The therapeutic potential of CTLA-4 blockade is evident in the ability of anti-CTLA-4 antibody to induce regression of established tumors. In an elegant set of experiments using a panel of murine immunoglobulin in various isotypes, Selby and colleagues delineated the mechanism of action of CTLA-4 blockade. Anti-CTLA-4 promotes antitumor activity by a selective reduction of intratumoral T-regulatory cells along with concomitant activation of T-effector cells.
To decrease therapy-induced autoimmunity due to on-target toxicity against normal tissues, Lanitis and colleagues developed a trans-signaling CAR-based immunotherapy strategy in which the T-cell activation signal is physically dissociated from the costimulatory signal in two CARs of differing antigen specificity. Their findings show that this dual-specificity, trans-signaling CAR approach can potentiate the therapeutic efficacy of CAR-T cells against cancer while minimizing parallel reactivity against normal tissues bearing single antigen.
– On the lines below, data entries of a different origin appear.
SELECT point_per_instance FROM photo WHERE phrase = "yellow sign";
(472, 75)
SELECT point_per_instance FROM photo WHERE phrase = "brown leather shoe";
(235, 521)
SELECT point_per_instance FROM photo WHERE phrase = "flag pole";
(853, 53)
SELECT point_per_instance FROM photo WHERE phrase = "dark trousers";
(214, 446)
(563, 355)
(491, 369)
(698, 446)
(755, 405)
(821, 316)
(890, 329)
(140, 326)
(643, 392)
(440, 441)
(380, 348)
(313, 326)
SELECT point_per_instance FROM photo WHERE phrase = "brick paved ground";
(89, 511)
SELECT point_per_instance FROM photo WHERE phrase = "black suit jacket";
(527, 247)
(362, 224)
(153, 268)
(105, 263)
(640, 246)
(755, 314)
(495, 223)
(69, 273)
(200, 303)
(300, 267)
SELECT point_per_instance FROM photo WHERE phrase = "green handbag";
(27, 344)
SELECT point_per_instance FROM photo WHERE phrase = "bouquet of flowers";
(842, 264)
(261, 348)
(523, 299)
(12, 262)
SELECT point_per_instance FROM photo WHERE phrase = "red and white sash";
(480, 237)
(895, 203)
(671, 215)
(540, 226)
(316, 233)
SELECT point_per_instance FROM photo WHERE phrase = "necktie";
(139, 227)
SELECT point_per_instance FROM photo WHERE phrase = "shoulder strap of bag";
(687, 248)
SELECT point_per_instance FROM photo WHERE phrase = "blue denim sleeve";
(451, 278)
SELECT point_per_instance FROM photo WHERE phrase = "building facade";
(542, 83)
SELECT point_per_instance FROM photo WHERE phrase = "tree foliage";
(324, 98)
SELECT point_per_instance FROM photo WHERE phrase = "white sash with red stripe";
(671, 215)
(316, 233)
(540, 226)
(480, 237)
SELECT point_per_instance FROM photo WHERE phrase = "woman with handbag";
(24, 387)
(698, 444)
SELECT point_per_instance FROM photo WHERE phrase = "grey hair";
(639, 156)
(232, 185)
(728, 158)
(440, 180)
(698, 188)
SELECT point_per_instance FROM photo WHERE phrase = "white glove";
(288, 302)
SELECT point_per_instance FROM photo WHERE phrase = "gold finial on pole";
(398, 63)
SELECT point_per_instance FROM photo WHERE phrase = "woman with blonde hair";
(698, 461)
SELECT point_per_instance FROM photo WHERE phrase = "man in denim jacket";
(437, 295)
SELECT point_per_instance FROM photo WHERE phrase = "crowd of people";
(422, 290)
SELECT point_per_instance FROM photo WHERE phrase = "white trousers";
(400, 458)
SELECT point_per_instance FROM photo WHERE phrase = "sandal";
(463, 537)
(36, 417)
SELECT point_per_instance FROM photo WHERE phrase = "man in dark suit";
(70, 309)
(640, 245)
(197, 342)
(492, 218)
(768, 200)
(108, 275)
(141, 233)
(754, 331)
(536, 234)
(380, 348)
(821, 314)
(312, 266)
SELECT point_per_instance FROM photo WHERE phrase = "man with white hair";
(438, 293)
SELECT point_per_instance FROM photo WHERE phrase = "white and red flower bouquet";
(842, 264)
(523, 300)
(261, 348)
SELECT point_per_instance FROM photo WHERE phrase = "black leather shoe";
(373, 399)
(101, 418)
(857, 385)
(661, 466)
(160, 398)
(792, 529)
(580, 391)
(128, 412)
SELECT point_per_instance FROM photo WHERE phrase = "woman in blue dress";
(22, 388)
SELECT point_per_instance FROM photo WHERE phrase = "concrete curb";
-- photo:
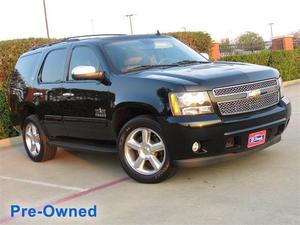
(291, 82)
(8, 142)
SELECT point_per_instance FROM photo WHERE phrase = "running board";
(84, 145)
Using paraffin-embedded specimens from 49 patients diagnosed with various stages of Merkel cell carcinoma (MCC), Lipson and colleagues found PD-L1 expression in approximately 50% of these rare tumors. PD-L1+ carcinomas were invariably associated with immune infiltrates and the presence of Merkel cell polyomavirus DNA. These findings suggest that an endogenous immune response, perhaps directed in part to MCC-related antigen, promotes PD-L1 expression in the tumor microenvironment and provide a rationale for investigating therapies blocking PD-1/PD-L1 for patients with MCC.
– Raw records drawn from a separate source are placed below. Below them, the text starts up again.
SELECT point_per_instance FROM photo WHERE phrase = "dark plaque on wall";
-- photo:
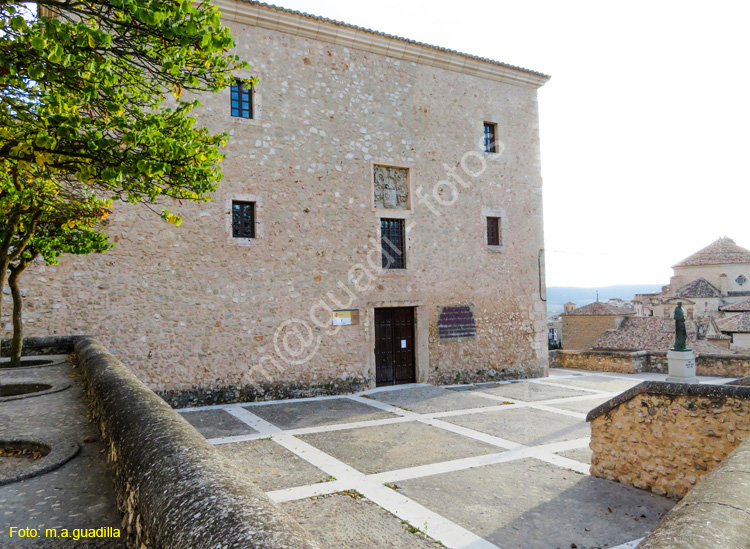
(456, 323)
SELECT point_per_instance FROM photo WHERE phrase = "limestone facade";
(349, 127)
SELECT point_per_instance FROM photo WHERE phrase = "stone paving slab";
(396, 446)
(600, 383)
(79, 494)
(343, 522)
(270, 465)
(530, 504)
(217, 423)
(581, 406)
(531, 392)
(430, 399)
(579, 454)
(296, 415)
(526, 426)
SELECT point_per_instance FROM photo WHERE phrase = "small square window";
(243, 219)
(489, 137)
(392, 238)
(242, 99)
(494, 236)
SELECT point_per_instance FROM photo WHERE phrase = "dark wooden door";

IL-6+/+ MDSC dampened the induction of TH1 cells and CD4+ T-cell cognate help for CD8+ T cells, and temporal blockade of IL-6 activity at the T-cell priming phase restored TH1 cell differentiation. Tsukamoto and colleagues identify Gr-1+ MDSC as a source of IL-6 in tumor-bearing mice and show that IL-6+/+ MDSC-sensitized CD4+ T cells were less potent in mounting antitumor immune responses. In the aggregate, these results suggest that MDSC-derived IL-6 contributes to the dysfunction of host antitumor responses.